Space Vulnerabilities: The contest’s announcement follows the damaging cyberattack on the European satellite network, Viasat KA-SAT, last year by Russian military hackers. The impact of the attack highlighted the potential vulnerabilities of space-based communication networks integral to the global economy and the increasing risks of cyber threats.

With more countries and companies building their satellites and buying rides on launch vehicles to get them into orbit, “space is democratizing,” notes Steve Colenzo, Technology Transfer Lead for the Air Force Research Laboratory’s Information Directorate. This democratization increases the need for cyber security awareness among all new entrants since the global reliance on their capabilities is set to grow.

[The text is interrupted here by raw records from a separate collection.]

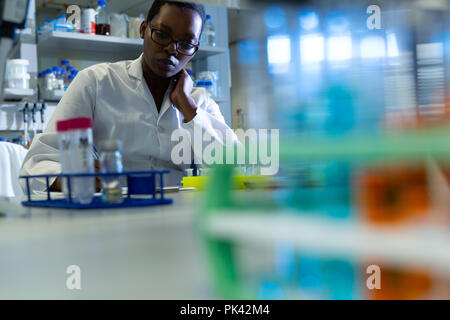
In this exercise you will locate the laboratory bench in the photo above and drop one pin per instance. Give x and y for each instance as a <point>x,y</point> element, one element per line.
<point>130,253</point>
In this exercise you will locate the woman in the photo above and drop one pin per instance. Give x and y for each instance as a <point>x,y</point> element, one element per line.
<point>139,102</point>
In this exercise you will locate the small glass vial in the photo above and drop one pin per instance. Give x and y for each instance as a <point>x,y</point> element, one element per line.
<point>111,162</point>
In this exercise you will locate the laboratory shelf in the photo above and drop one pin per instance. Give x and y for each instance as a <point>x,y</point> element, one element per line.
<point>83,46</point>
<point>406,245</point>
<point>404,145</point>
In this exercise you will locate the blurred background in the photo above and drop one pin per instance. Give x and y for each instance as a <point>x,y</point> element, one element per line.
<point>359,91</point>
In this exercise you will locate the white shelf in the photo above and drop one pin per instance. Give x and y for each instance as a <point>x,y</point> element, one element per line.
<point>419,245</point>
<point>54,95</point>
<point>86,46</point>
<point>17,94</point>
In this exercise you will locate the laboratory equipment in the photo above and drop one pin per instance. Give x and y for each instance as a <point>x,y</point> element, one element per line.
<point>64,145</point>
<point>209,33</point>
<point>12,16</point>
<point>119,25</point>
<point>111,162</point>
<point>134,25</point>
<point>102,19</point>
<point>88,21</point>
<point>62,24</point>
<point>140,183</point>
<point>82,159</point>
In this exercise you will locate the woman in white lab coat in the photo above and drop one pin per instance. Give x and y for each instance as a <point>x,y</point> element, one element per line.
<point>138,102</point>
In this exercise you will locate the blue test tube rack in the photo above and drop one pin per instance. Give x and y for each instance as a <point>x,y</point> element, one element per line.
<point>140,183</point>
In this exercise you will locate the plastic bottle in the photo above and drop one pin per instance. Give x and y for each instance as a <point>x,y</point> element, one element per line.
<point>65,64</point>
<point>61,24</point>
<point>50,80</point>
<point>209,33</point>
<point>209,87</point>
<point>70,79</point>
<point>111,162</point>
<point>82,159</point>
<point>102,19</point>
<point>64,144</point>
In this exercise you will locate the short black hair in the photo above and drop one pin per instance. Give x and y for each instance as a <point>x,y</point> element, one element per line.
<point>157,4</point>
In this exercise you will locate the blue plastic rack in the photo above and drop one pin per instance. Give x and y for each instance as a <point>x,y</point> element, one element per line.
<point>140,183</point>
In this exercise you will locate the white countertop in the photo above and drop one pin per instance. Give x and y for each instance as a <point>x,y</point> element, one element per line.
<point>131,253</point>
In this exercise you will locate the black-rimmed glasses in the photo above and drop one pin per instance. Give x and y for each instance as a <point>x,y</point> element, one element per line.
<point>163,39</point>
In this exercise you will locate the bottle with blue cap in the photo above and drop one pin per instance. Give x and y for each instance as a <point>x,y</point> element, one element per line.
<point>209,33</point>
<point>65,64</point>
<point>62,24</point>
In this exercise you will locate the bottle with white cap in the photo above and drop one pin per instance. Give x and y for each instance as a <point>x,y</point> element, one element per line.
<point>64,144</point>
<point>82,159</point>
<point>111,162</point>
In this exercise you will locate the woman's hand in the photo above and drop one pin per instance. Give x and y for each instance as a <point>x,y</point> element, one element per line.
<point>181,95</point>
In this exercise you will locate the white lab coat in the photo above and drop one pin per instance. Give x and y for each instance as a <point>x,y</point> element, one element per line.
<point>118,99</point>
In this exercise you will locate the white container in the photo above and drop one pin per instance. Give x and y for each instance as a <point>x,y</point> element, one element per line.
<point>64,145</point>
<point>134,26</point>
<point>88,21</point>
<point>16,68</point>
<point>82,159</point>
<point>21,82</point>
<point>119,25</point>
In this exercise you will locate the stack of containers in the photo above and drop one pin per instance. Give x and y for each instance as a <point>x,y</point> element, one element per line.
<point>17,75</point>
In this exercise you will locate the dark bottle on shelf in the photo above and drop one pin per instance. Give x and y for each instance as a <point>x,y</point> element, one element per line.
<point>103,29</point>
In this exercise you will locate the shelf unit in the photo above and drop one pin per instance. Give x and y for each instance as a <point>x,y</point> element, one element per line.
<point>88,49</point>
<point>85,46</point>
<point>419,245</point>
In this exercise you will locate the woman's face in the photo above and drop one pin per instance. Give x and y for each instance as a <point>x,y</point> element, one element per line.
<point>182,25</point>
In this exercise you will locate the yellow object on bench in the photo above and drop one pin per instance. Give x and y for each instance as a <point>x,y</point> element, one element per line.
<point>241,182</point>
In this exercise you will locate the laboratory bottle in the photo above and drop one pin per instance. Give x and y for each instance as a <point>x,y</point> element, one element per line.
<point>82,159</point>
<point>64,143</point>
<point>209,33</point>
<point>102,19</point>
<point>209,87</point>
<point>61,79</point>
<point>111,162</point>
<point>70,79</point>
<point>65,64</point>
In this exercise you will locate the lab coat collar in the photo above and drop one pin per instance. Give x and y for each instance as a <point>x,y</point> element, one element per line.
<point>135,71</point>
<point>135,68</point>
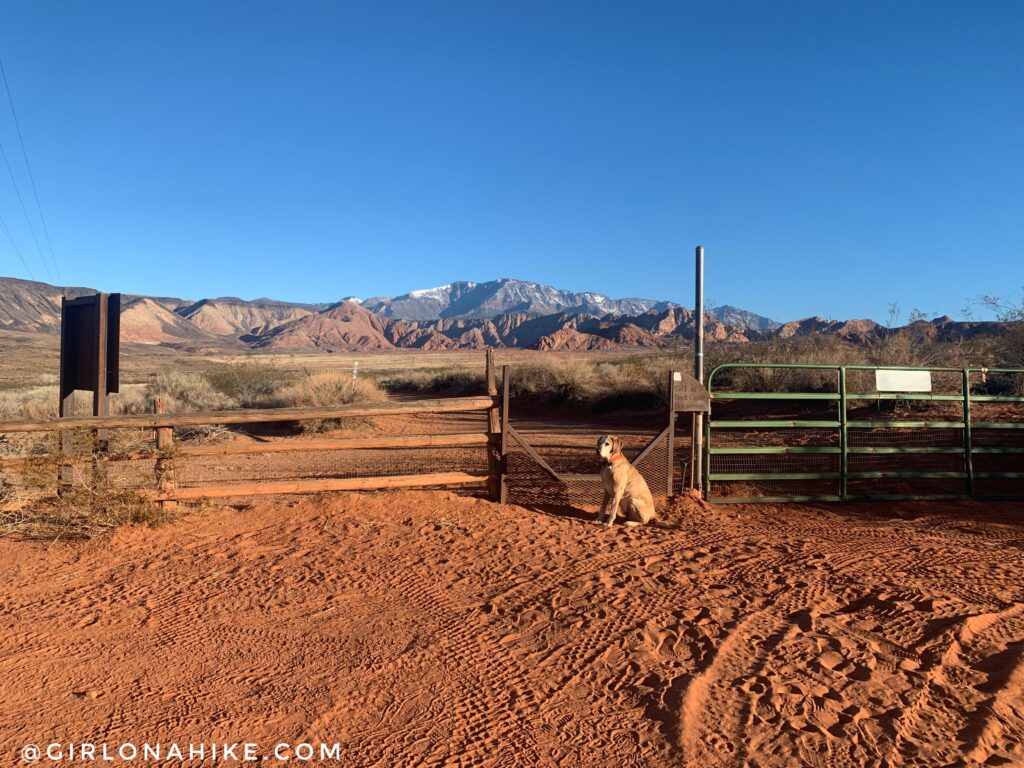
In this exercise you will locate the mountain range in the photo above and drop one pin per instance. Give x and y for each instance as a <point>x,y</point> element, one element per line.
<point>460,315</point>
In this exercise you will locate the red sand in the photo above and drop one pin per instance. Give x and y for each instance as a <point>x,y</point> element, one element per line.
<point>428,629</point>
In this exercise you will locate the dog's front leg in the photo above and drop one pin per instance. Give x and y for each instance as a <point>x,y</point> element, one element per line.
<point>614,509</point>
<point>604,506</point>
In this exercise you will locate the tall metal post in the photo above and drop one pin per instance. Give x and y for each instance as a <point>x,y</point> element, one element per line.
<point>697,473</point>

Previous Satellite Hacking: However, Hack-A-Sat 4 is not the first attempt at hacking a satellite in orbit. That credit goes to Brian Jouannic and his team from French defense, space, and technology giant Thales, who successfully took over a European Space Agency satellite.

Hack-A-Sat 4 will witness teams worldwide, including the U.S., Australia, Germany, Italy, and Poland, competing at DEFCON. The U.S. Space Force and the Air Force Research Laboratory stage this event, with the ultimate target being the Moonlighter satellite. Despite the intense competition atmosphere, it’s crucial to remember that the stakes are high, with national security hinging on the outcomes. A leaked CIA document suggests China is developing cyber weapons to seize satellite control, indicating that potential future conflicts may pivot around control of space assets.